I'm reading "Computer Systems: A Programmer's Perspective, 3/E" (CS:APP3e) and the following code is an example from the book:
long call_proc() {
long x1 = 1;
int x2 = 2;
short x3 = 3;
char x4 = 4;
proc(x1, &x1, x2, &x2, x3, &x3, x4, &x4);
return (x1+x2)*(x3-x4);
}
The book gives the assembly code generated by GCC:
long call_proc()
call_proc:
; Set up arguments to proc
subq $32, %rsp ; Allocate 32-byte stack frame
movq $1, 24(%rsp) ; Store 1 in &x1
movl $2, 20(%rsp) ; Store 2 in &x2
movw $3, 18(%rsp) ; Store 3 in &x3
movb $4, 17(%rsp) ; Store 4 in &x4
leaq 17(%rsp), %rax ; Create &x4
movq %rax, 8(%rsp) ; Store &x4 as argument 8
movl $4, (%rsp) ; Store 4 as argument 7
leaq 18(%rsp), %r9 ; Pass &x3 as argument 6
movl $3, %r8d ; Pass 3 as argument 5
leaq 20(%rsp), %rcx ; Pass &x2 as argument 4
movl $2, %edx ; Pass 2 as argument 3
leaq 24(%rsp), %rsi ; Pass &x1 as argument 2
movl $1, %edi ; Pass 1 as argument 1
; Call proc
call proc
; Retrieve changes to memory
movslq 20(%rsp), %rdx ; Get x2 and convert to long
addq 24(%rsp), %rdx ; Compute x1+x2
movswl 18(%rsp), %eax ; Get x3 and convert to int
movsbl 17(%rsp), %ecx ; Get x4 and convert to int
subl %ecx, %eax ; Compute x3-x4
cltq ; Convert to long
imulq %rdx, %rax ; Compute (x1+x2) * (x3-x4)
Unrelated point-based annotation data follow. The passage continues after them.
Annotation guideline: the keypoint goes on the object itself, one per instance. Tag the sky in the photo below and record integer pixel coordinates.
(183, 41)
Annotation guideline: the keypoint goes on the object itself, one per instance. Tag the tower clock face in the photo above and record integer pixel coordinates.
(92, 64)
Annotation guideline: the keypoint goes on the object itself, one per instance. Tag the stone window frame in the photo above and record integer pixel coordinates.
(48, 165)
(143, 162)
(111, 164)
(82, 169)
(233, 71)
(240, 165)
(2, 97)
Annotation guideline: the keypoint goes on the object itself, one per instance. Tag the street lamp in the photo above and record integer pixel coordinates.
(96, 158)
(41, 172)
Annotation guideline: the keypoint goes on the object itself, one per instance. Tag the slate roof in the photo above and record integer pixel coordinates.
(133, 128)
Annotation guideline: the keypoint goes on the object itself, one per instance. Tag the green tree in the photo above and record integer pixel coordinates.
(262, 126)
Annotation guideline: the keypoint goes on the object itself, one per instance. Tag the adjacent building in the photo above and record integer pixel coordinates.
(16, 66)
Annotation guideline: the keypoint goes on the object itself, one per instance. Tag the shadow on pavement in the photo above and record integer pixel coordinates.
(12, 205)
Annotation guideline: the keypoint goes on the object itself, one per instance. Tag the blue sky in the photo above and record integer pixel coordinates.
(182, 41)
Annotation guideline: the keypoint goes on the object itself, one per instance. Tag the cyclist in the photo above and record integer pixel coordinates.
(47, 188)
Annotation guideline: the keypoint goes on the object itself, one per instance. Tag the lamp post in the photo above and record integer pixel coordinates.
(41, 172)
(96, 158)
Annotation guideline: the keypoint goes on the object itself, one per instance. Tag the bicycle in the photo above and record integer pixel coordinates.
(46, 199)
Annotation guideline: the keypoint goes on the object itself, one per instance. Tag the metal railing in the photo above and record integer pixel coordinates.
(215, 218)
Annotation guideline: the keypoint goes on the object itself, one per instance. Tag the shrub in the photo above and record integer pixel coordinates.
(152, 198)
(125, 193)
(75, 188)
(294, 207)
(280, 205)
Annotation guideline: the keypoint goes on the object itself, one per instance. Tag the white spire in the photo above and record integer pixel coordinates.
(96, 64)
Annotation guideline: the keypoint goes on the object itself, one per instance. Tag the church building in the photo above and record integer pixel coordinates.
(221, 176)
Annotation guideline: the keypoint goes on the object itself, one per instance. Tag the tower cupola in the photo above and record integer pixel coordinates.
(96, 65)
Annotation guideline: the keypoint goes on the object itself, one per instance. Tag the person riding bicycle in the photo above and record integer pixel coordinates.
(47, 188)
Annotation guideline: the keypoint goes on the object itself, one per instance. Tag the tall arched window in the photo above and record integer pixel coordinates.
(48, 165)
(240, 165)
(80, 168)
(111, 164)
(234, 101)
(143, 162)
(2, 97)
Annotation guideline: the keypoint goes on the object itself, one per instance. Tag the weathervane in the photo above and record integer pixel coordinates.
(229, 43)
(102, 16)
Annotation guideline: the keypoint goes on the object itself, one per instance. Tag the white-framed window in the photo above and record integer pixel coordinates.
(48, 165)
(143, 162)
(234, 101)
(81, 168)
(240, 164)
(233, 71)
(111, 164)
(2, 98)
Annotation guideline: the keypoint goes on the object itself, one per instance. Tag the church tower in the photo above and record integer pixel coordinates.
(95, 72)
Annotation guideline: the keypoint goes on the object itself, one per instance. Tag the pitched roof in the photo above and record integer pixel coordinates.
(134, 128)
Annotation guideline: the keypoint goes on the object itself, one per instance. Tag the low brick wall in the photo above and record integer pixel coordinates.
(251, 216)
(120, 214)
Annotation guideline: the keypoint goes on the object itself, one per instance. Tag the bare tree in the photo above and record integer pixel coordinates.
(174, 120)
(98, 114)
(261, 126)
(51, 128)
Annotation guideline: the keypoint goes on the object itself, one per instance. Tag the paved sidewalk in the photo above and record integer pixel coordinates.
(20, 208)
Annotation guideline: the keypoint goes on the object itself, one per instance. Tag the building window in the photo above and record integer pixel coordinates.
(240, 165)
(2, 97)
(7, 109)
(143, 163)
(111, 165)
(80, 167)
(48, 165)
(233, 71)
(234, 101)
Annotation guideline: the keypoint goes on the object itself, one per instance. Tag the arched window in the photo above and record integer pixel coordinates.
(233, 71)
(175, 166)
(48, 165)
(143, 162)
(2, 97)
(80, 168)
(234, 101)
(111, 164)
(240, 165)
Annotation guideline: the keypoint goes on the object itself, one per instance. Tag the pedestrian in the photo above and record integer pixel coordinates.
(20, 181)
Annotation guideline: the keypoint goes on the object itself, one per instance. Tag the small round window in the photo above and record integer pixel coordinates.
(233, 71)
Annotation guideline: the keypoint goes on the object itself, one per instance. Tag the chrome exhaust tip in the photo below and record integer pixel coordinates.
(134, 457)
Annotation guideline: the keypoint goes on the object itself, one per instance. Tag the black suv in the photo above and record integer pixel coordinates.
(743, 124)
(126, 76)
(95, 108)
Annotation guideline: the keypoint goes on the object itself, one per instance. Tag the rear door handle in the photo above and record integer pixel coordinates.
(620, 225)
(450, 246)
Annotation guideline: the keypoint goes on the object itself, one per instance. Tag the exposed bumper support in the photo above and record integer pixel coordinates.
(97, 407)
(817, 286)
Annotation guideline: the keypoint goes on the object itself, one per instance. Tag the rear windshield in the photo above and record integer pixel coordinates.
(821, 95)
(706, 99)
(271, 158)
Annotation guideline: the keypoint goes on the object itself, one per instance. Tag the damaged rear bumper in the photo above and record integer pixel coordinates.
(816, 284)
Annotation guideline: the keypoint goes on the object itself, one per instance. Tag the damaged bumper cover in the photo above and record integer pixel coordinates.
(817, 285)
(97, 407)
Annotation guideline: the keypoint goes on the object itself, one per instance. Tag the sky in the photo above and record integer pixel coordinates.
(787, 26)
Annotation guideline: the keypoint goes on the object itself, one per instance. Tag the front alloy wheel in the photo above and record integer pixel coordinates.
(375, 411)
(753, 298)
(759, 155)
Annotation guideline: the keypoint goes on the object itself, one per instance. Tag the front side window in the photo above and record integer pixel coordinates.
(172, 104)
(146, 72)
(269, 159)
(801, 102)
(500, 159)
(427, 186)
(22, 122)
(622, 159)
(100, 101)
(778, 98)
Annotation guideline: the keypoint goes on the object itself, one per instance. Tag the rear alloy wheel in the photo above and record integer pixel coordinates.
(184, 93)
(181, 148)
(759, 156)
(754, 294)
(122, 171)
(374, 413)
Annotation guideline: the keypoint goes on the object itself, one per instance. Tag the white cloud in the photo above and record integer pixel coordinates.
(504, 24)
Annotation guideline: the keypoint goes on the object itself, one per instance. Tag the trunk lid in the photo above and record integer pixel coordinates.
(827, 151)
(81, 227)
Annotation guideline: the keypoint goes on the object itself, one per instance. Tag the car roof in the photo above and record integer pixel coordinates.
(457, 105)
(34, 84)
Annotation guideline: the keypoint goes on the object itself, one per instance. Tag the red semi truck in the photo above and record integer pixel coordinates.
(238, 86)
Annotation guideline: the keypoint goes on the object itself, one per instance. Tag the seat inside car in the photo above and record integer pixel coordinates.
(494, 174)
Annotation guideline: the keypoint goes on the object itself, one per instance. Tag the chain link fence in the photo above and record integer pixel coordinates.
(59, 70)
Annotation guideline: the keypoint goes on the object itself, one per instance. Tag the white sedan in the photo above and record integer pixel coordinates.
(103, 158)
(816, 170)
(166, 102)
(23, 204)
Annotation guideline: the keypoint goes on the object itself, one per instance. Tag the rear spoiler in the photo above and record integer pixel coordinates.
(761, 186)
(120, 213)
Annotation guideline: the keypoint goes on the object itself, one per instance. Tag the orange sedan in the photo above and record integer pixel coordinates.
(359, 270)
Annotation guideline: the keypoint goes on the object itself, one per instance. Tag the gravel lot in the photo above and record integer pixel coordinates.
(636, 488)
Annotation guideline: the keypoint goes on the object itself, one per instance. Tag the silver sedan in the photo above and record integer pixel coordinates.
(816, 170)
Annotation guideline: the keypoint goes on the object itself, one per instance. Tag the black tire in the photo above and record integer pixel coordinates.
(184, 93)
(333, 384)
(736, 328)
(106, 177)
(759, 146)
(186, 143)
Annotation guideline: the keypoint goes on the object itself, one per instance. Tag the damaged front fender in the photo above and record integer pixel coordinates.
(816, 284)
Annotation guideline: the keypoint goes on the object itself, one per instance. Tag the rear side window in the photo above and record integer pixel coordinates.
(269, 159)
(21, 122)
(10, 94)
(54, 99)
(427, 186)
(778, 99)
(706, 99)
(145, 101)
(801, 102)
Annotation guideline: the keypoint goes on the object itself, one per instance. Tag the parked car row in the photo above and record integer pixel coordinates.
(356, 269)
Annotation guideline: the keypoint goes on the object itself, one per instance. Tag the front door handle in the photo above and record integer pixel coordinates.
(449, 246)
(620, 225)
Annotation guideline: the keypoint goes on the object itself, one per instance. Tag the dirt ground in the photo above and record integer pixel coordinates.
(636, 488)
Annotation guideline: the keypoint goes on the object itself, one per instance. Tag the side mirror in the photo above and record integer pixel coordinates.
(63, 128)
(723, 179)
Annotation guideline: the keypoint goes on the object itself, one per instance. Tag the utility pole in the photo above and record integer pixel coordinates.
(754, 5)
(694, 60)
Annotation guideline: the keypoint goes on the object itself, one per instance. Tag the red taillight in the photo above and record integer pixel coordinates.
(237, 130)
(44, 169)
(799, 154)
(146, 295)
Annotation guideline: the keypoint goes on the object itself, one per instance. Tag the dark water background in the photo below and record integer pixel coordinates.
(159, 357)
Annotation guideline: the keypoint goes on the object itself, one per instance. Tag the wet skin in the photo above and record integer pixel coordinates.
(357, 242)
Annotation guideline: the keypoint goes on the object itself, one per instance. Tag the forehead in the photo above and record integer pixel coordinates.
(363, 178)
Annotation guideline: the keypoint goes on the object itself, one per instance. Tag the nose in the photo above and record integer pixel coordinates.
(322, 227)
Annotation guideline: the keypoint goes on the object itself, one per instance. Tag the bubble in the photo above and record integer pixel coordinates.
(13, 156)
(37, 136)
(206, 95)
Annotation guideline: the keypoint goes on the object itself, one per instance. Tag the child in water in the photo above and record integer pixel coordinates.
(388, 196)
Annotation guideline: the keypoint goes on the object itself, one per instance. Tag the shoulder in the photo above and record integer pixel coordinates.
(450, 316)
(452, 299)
addq $32, %rsp ; Deallocate stack frame
ret ; Return
I can understand this code: the compiler allocates 32 bytes of space on the stack, of which the first 16 bytes hold the arguments passed to proc
and the last 16 bytes hold 4 local variables.
Then I tested this code on GCC 11.2, using the optimization flag -Og
, and got this assembly code:
call_proc():
subq $24, %rsp
movq $1, 8(%rsp)
movl $2, 4(%rsp)
movw $3, 2(%rsp)
movb $4, 1(%rsp)
leaq 1(%rsp), %rax
pushq %rax
pushq $4
leaq 18(%rsp), %r9
movl $3, %r8d
leaq 20(%rsp), %rcx
movl $2, %edx
leaq 24(%rsp), %rsi
movl $1, %edi
call proc(long, long*, int, int*, short, short*, char, char*)
movslq 20(%rsp), %rax
addq 24(%rsp), %rax
movswl 18(%rsp), %edx
movsbl 17(%rsp), %ecx
subl %ecx, %edx
movslq %edx, %rdx
imulq %rdx, %rax
addq $40, %rsp
ret
I noticed that gcc first allocated 24 bytes for 4 local variables. Then it uses pushq
to add 2 arguments to the stack, so the final code uses addq $40, %rsp
to free stack space.
Compared to the code in the book, GCC allocates 8 more bytes of space here, and it doesn't seem to use the extra space. Why does it need the extra space?